After taking a few more turns my brother stopped. “Do you think, Platt, that, we shall be long delayed by this provoking calm?” he asked.
“Can’t say, Cap’en. Known such to last for the better part of a week in these latitudes,” answered the mate, coming a few steps aft. “Maybe, though, we’ll get a breeze to-morrow, maybe not.”
“We are not likely to get it yet, at all events, from the look of the sky,” said Harry. “We’ll rig the awning and persuade Mary and Fanny to come on deck. They’ll be better here than in the close cabin.” Just as he spoke Nat Amiel, his young brother-in-law, appeared at the companion-hatch.
“Wanted to see if you were asleep, as we have been below all the morning,” he exclaimed. “Well, I declare, it is hot, though it’s baking enough in the cabin to satisfy a salamander.”
“We’ll soon have some more shade, and then ask the ladies to come on deck and enjoy it,” I answered. “In the meantime hand up a couple of the folding-chairs, and I’ll place some gratings for them to put their feet on.”

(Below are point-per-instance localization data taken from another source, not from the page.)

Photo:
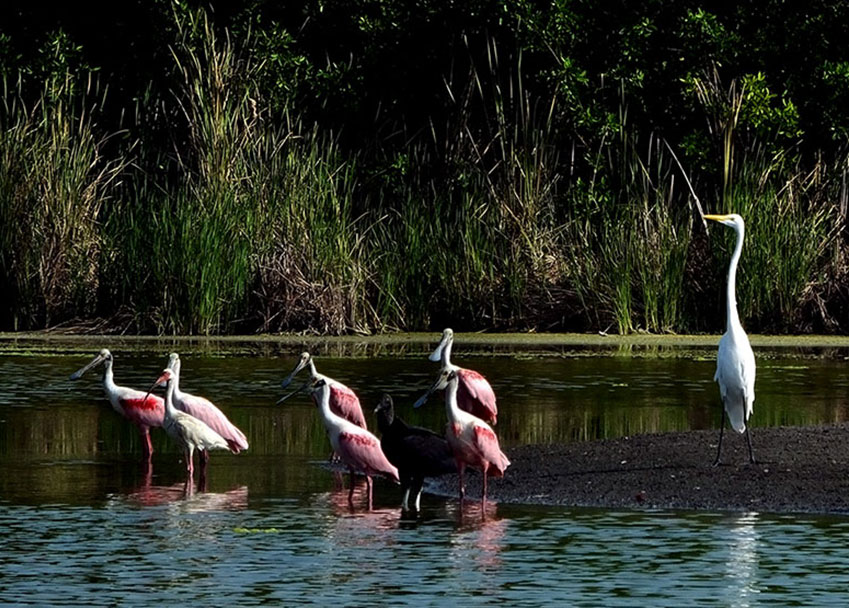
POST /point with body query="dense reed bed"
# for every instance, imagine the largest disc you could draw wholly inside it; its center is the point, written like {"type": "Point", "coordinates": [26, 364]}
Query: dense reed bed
{"type": "Point", "coordinates": [215, 211]}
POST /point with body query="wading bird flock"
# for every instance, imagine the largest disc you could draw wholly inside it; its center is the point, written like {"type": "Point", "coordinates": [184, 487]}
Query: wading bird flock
{"type": "Point", "coordinates": [404, 454]}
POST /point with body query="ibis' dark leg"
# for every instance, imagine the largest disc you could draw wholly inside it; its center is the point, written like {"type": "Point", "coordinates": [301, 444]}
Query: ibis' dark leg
{"type": "Point", "coordinates": [405, 502]}
{"type": "Point", "coordinates": [749, 441]}
{"type": "Point", "coordinates": [721, 429]}
{"type": "Point", "coordinates": [416, 492]}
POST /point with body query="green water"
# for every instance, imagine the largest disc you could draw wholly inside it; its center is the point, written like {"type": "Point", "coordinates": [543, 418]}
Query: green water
{"type": "Point", "coordinates": [85, 523]}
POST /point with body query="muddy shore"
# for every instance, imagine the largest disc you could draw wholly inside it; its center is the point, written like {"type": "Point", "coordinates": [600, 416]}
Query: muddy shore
{"type": "Point", "coordinates": [798, 469]}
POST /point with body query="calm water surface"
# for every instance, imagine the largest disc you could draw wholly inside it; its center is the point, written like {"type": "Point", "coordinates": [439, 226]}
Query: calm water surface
{"type": "Point", "coordinates": [84, 523]}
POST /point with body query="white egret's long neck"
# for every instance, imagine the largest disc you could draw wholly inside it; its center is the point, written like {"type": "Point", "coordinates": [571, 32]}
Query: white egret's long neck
{"type": "Point", "coordinates": [733, 318]}
{"type": "Point", "coordinates": [170, 410]}
{"type": "Point", "coordinates": [451, 407]}
{"type": "Point", "coordinates": [175, 379]}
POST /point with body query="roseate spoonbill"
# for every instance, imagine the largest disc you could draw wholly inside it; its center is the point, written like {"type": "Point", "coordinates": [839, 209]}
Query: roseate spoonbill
{"type": "Point", "coordinates": [735, 361]}
{"type": "Point", "coordinates": [143, 411]}
{"type": "Point", "coordinates": [416, 451]}
{"type": "Point", "coordinates": [203, 409]}
{"type": "Point", "coordinates": [343, 401]}
{"type": "Point", "coordinates": [357, 448]}
{"type": "Point", "coordinates": [185, 429]}
{"type": "Point", "coordinates": [474, 394]}
{"type": "Point", "coordinates": [472, 440]}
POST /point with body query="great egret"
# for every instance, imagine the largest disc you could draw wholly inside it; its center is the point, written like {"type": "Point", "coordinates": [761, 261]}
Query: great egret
{"type": "Point", "coordinates": [735, 361]}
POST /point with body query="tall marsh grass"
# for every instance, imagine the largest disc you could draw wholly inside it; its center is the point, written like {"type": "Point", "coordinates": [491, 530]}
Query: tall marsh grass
{"type": "Point", "coordinates": [54, 180]}
{"type": "Point", "coordinates": [251, 222]}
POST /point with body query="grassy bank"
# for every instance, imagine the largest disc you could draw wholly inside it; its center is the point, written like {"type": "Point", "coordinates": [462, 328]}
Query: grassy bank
{"type": "Point", "coordinates": [215, 212]}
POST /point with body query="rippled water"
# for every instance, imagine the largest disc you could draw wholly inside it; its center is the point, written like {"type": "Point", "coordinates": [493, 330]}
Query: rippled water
{"type": "Point", "coordinates": [84, 523]}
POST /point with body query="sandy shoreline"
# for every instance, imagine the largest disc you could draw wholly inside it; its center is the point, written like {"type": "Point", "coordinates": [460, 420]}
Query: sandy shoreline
{"type": "Point", "coordinates": [798, 469]}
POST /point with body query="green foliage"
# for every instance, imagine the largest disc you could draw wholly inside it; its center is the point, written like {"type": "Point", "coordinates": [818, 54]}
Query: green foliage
{"type": "Point", "coordinates": [500, 163]}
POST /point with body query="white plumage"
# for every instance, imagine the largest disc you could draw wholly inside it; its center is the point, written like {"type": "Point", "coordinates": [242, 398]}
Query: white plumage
{"type": "Point", "coordinates": [735, 361]}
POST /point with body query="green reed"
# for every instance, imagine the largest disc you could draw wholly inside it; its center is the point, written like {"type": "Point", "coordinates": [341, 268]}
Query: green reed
{"type": "Point", "coordinates": [628, 236]}
{"type": "Point", "coordinates": [54, 180]}
{"type": "Point", "coordinates": [790, 227]}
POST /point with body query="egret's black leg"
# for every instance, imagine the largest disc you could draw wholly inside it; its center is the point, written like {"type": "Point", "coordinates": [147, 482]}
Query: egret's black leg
{"type": "Point", "coordinates": [749, 440]}
{"type": "Point", "coordinates": [721, 429]}
{"type": "Point", "coordinates": [416, 493]}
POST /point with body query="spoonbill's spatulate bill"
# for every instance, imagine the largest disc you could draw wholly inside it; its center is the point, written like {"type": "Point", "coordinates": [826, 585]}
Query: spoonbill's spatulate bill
{"type": "Point", "coordinates": [474, 393]}
{"type": "Point", "coordinates": [343, 401]}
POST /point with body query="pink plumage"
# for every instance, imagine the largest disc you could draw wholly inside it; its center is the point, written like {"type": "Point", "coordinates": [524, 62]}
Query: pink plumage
{"type": "Point", "coordinates": [475, 395]}
{"type": "Point", "coordinates": [357, 448]}
{"type": "Point", "coordinates": [207, 412]}
{"type": "Point", "coordinates": [204, 410]}
{"type": "Point", "coordinates": [345, 403]}
{"type": "Point", "coordinates": [472, 440]}
{"type": "Point", "coordinates": [130, 403]}
{"type": "Point", "coordinates": [142, 412]}
{"type": "Point", "coordinates": [363, 451]}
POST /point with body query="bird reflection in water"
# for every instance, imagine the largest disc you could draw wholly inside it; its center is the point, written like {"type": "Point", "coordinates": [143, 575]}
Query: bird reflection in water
{"type": "Point", "coordinates": [741, 572]}
{"type": "Point", "coordinates": [478, 540]}
{"type": "Point", "coordinates": [348, 500]}
{"type": "Point", "coordinates": [147, 494]}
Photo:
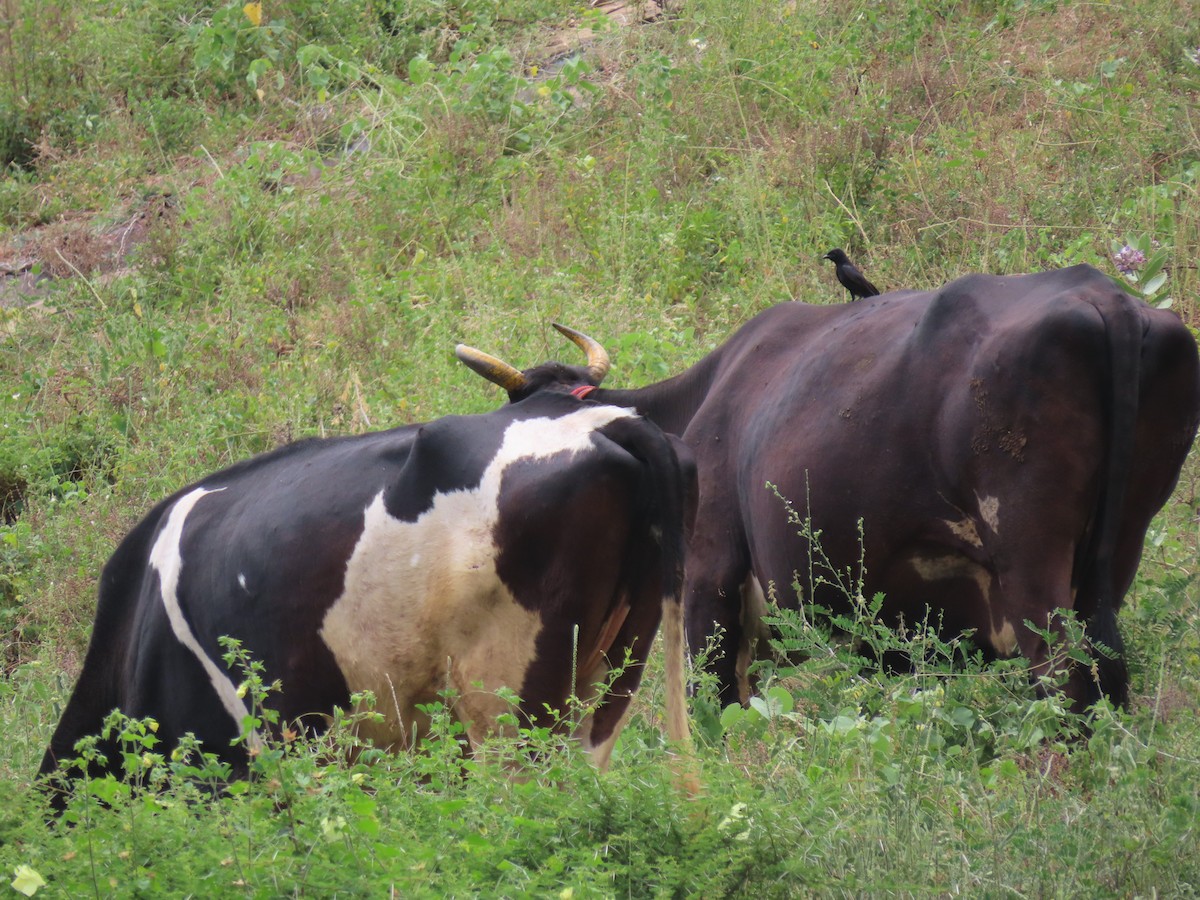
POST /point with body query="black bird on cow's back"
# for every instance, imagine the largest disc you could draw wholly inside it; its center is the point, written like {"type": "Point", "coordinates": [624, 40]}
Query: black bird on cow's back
{"type": "Point", "coordinates": [850, 276]}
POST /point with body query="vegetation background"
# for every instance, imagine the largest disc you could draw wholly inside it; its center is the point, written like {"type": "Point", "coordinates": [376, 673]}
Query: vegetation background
{"type": "Point", "coordinates": [228, 226]}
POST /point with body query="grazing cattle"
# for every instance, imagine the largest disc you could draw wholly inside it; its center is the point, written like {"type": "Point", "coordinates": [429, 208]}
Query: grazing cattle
{"type": "Point", "coordinates": [532, 549]}
{"type": "Point", "coordinates": [1005, 442]}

Nat dived into the cabin, and the mate calling the men aft we quickly had an awning rigged to cover the after-part of the deck. Harry then went below to bring up his wife and her sister. They were by this time pretty well accustomed to a sea life, as three weeks had passed since we left Brisbane in Queensland. My brother Harry, who had been a lieutenant in the navy, had about four years before come out to settle in the colony, being engaged at the time to Miss Mary Amiel, the eldest daughter of an English clergyman. Agricultural pursuits had not been much to his taste, and he had therefore settled himself in Brisbane for the purpose of carrying on a mercantile business. He had made a very fair commencement, and had returned about a year before the time I am speaking of to marry his intended. On his arrival he found that Mr Amiel had died, and that his family, consisting of another daughter and a son, were left in very poor circumstances. Prompted by his generous feelings, he at once invited Fanny and Nat to return with him and his bride to the colony. This they gladly agreed to do, and the whole party forthwith took a passage on board an emigrant ship, which after a prosperous voyage reached the colony.

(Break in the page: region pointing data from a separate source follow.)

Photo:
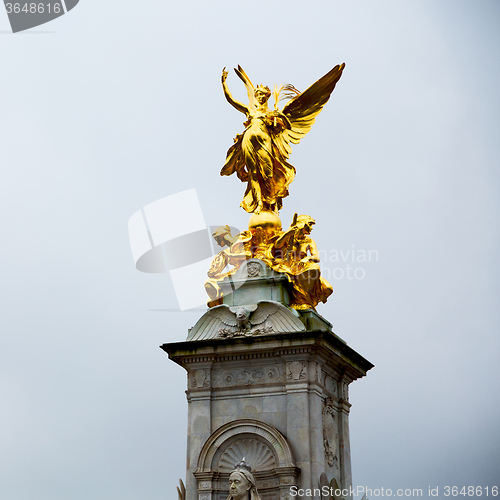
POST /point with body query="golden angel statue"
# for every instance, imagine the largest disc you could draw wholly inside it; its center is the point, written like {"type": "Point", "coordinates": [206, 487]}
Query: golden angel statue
{"type": "Point", "coordinates": [259, 155]}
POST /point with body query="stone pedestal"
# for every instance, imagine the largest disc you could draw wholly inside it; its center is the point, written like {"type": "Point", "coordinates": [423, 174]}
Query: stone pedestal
{"type": "Point", "coordinates": [281, 401]}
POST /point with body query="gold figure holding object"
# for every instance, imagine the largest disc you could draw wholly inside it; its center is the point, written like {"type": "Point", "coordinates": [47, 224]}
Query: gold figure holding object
{"type": "Point", "coordinates": [259, 155]}
{"type": "Point", "coordinates": [292, 252]}
{"type": "Point", "coordinates": [295, 253]}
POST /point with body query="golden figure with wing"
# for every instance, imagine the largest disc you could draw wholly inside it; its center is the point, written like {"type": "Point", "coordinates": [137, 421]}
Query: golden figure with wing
{"type": "Point", "coordinates": [260, 154]}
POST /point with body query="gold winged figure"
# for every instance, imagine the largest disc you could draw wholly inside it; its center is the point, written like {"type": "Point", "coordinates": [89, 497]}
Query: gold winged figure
{"type": "Point", "coordinates": [259, 155]}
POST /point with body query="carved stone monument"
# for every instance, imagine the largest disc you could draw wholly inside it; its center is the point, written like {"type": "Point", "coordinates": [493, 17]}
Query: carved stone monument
{"type": "Point", "coordinates": [267, 379]}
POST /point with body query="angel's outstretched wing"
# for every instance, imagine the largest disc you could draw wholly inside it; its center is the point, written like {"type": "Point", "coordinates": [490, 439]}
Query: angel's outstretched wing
{"type": "Point", "coordinates": [248, 84]}
{"type": "Point", "coordinates": [303, 109]}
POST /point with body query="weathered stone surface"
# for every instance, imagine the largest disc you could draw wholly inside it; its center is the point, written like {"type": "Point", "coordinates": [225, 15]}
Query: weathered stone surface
{"type": "Point", "coordinates": [285, 395]}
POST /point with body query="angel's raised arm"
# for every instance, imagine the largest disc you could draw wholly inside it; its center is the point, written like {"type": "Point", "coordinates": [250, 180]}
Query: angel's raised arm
{"type": "Point", "coordinates": [236, 104]}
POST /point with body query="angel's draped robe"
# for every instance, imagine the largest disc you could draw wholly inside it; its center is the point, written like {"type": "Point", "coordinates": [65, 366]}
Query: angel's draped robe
{"type": "Point", "coordinates": [256, 160]}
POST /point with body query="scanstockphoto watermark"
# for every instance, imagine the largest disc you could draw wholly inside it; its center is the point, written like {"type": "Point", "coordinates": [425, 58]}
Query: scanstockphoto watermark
{"type": "Point", "coordinates": [24, 15]}
{"type": "Point", "coordinates": [431, 491]}
{"type": "Point", "coordinates": [350, 264]}
{"type": "Point", "coordinates": [330, 492]}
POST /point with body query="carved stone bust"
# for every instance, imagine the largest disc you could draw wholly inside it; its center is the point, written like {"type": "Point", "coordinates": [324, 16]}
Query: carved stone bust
{"type": "Point", "coordinates": [242, 483]}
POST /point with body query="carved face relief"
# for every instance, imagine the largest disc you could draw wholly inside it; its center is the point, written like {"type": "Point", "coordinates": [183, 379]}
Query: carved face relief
{"type": "Point", "coordinates": [239, 486]}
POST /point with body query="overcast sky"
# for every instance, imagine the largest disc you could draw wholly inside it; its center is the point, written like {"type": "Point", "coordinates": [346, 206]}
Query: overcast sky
{"type": "Point", "coordinates": [118, 104]}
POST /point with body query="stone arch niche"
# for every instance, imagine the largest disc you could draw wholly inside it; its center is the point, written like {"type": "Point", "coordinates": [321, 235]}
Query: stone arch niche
{"type": "Point", "coordinates": [264, 448]}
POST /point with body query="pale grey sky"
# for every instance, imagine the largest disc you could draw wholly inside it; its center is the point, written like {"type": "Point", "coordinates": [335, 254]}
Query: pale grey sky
{"type": "Point", "coordinates": [118, 104]}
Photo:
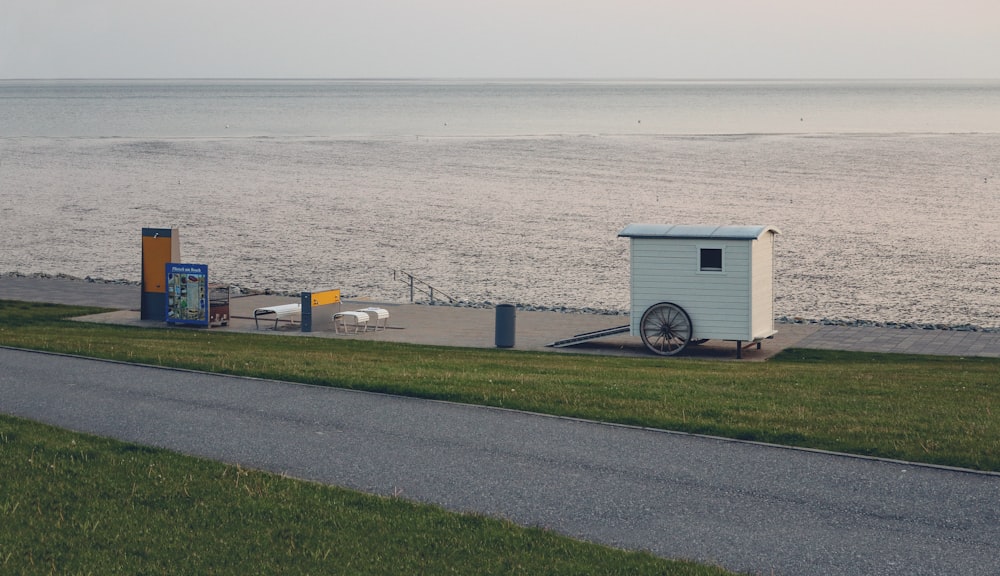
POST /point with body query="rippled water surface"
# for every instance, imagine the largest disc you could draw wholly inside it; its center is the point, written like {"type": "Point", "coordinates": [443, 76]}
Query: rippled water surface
{"type": "Point", "coordinates": [887, 195]}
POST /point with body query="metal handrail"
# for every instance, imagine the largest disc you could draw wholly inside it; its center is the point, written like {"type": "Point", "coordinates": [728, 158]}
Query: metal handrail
{"type": "Point", "coordinates": [418, 285]}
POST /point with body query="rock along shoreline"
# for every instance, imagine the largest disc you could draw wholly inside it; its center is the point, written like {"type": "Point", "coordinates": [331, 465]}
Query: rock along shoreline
{"type": "Point", "coordinates": [236, 291]}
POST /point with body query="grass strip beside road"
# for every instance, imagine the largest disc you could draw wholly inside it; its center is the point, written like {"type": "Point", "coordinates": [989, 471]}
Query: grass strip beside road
{"type": "Point", "coordinates": [940, 410]}
{"type": "Point", "coordinates": [77, 504]}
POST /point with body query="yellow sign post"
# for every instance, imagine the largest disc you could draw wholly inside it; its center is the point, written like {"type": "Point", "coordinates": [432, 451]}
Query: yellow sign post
{"type": "Point", "coordinates": [312, 300]}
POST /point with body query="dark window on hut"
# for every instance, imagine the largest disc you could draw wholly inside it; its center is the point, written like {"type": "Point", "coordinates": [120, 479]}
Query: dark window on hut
{"type": "Point", "coordinates": [711, 259]}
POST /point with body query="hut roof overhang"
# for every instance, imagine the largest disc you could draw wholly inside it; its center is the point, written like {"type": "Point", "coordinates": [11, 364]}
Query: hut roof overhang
{"type": "Point", "coordinates": [696, 231]}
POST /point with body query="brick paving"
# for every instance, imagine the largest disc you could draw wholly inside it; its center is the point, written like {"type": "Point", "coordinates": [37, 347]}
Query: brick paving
{"type": "Point", "coordinates": [475, 327]}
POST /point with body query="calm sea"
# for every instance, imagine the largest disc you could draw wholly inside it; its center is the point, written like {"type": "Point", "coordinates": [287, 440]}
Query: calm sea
{"type": "Point", "coordinates": [887, 193]}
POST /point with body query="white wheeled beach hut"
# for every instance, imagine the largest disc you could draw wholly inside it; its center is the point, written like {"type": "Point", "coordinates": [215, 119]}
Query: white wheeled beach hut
{"type": "Point", "coordinates": [691, 283]}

I had from my earliest days wished to go to sea, and my mother having consented, as I could not obtain a nomination for the Britannia, I got a berth as a midshipman on board a trader bound for China. I was unfortunate in my ship and my captain. This gave me a dislike not so much to the sea as to the merchant service, and on my return from my first voyage, finding that my brother, to whom I was much attached, had gone back to Queensland, I got leave from my mother, after representing to her the sort of life I had been leading, to go and join him, she being certain that he would be very glad to receive me.
As I had made the best use of my opportunities of becoming a seaman during my first voyage, I had no difficulty in obtaining a berth on board a ship bound to Queensland, called the Eclipse, commanded by Captain Archer, and I was thus able to work my passage out free of expense. On this occasion also I made good use of my time, by adding considerably to my knowledge of seamanship, and by studying navigation. Though I was before the mast, as I had my own sextant and books the officers allowed me to take observations with them and to keep the ship’s reckoning, I had thus a right, with the experience I had had, to consider myself a fair seaman.
The Eclipse had been four days at sea, when the third mate summoned me to accompany him into the forehold to get up some casks of provisions. While searching for those he wanted, I heard a sound as if some one was gasping for breath, and then a low moan. I told the mate.
“What can that be, sir?” I asked. “It comes from forward.”